INSULIN-INDUCED TRANSLOCATION OF GLUCOSE TRANSPORTER

胰岛素诱导的葡萄糖转运蛋白易位

• 批准号: 6381929
• 负责人: NAI-WEN CHI
• 金额: $ 7.6万
• 依托单位: UNIVERSITY OF CALIFORNIA, SAN DIEGO
• 依托单位国家: 美国
• 财政年份: 2000
• 资助国家: 美国
• 起止时间: 2000-09-30 至 2003-08-31
• 项目状态: 已结题
• 来源: https://reporter.nih.gov/project-details/6381929
• 关键词: ADP ribosylation; CHO cells; SDS polyacrylamide gel electrophoresis; aminopeptidase; autoradiography; biological signal transduction; enzyme activity; enzyme substrate; glucose transporter; green fluorescent proteins; hormone binding protein; hormone regulation /control mechanism; immunoprecipitation; insulin; insulin sensitivity /resistance; mitogen activated protein kinase; phosphorylation; protein protein interaction; western blottings

DESCRIPTION (taken from the application) Diabetes is a major health problem affecting millions of Americans.
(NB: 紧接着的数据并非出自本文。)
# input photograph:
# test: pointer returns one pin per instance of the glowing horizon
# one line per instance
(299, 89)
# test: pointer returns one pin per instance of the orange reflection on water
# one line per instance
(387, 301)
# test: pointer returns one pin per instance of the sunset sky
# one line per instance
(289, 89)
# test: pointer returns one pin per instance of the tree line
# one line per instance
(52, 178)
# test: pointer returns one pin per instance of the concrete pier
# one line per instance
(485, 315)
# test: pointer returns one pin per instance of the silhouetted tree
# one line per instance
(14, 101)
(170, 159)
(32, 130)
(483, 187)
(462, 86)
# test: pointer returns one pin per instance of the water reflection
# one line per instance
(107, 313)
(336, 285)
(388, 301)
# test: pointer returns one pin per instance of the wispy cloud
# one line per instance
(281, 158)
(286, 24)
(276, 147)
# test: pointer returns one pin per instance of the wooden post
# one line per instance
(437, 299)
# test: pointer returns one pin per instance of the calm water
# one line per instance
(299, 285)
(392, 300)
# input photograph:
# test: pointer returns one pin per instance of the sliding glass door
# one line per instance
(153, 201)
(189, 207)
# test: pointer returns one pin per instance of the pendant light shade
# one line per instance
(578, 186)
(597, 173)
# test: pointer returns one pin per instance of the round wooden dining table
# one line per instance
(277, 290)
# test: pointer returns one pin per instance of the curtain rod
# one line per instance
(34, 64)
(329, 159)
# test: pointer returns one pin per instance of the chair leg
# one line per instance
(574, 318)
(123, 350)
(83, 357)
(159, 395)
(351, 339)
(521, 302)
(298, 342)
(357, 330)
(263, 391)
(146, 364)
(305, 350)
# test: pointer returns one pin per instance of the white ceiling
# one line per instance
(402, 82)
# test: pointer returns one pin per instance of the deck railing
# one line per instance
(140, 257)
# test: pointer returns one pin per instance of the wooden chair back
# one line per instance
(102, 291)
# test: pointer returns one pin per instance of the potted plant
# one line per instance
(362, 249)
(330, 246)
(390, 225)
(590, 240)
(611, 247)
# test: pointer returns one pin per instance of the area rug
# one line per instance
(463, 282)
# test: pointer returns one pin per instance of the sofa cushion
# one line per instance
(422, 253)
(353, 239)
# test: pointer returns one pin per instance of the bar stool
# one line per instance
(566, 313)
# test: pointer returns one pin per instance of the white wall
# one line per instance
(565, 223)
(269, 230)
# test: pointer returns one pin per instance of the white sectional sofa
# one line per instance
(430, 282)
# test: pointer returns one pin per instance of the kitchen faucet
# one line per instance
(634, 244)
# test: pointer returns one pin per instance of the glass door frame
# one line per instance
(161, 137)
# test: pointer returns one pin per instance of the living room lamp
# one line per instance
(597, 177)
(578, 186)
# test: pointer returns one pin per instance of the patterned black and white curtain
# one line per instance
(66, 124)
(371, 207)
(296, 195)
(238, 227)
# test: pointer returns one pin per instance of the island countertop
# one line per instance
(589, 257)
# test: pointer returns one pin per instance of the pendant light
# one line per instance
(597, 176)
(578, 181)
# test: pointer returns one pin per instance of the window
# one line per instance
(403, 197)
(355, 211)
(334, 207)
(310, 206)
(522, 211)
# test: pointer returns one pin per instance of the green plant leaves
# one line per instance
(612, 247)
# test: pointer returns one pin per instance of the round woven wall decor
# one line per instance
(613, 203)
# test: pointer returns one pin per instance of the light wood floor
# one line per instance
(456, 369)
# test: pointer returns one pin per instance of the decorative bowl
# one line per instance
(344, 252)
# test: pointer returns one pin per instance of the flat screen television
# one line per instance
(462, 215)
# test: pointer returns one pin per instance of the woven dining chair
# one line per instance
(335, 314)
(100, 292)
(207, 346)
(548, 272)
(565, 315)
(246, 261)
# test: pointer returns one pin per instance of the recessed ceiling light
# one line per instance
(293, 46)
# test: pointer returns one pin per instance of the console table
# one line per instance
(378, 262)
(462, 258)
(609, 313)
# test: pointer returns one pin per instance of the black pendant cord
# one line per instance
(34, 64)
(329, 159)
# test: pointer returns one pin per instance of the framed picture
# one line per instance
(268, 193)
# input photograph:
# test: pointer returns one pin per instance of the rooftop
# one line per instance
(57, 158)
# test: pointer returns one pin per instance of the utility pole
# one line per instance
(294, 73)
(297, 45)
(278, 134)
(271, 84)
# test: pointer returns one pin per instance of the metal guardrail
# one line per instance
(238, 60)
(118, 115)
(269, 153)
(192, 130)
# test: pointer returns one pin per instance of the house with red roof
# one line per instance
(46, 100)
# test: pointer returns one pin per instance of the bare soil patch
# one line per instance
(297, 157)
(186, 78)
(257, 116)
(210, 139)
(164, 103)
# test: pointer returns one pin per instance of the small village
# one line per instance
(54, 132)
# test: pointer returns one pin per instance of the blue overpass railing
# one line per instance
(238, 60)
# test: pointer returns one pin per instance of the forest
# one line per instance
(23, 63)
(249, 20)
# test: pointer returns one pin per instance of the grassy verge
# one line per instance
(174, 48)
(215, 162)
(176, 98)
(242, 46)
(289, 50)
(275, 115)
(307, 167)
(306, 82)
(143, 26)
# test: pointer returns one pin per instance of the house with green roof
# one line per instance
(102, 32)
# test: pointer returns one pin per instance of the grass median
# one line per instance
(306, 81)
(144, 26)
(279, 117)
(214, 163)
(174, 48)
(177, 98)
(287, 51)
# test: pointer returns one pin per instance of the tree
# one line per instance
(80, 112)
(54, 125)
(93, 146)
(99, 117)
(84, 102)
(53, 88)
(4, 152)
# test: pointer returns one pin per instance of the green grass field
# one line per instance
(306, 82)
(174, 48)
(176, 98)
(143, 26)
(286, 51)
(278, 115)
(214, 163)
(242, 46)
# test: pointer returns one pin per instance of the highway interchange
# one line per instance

In most cases, it is due to the impaired ability of insulin to stimulate glucose uptake. Understanding the pathogenesis of diabetes is essential to its prevention and management. Therefore, the goal of the original K08 project (DK02540) is to characterize the molecular mechanism of how insulin stimulates glucose uptake. The stimulated uptake is predominantly mediated by the glucose transporter GLUT4. In the absence of insulin, GLUT4 is sequestered intracellular in "GLUT4 vesicles." These vesicles also sequester a transmembrane protein insulin-responsive aminopeptidase (IRAP). Upon insulin stimulation, both GLUT4 and IRAP are recruited to the plasma membrane, where GLUT4 can import extracellular glucose. The similarity in the targeting of GLUT4 and IRAP suggests that the same machinery that responds to insulin signaling regulates their translocation. To uncover candidate components of the targeting machinery for IRAP/GLUT4, the applicant has identified a novel family of proteins that specifically bind to IRAP and, by inference, interact with GLUT4 indirectly. Interestingly, both IRAP-binding proteins are phosphorylated stoichiometrically upon insulin stimulation. To understand the physiological role of these IRAP-binding proteins, the applicant proposes to disrupt their interaction with IRAP in vivo. If this affects insulin regulated GLUT4/IRAP targeting, then the role of the IRAP-binding proteins can be inferred. The applicant has shown that both IRAP-binding proteins have an intrinsic poly(ADP-ribose) polymerase activity. Whether this activity is regulated by insulin-stimulated phosphorylation will be examined. The proposed experiments may help uncover poly(ADP-ribosyl)ation as a novel mechanism of signal transduction. More importantly, they may help define the molecular mechanism of IRAP/GLUT4 trafficking and the pathogenesis of insulin resistance.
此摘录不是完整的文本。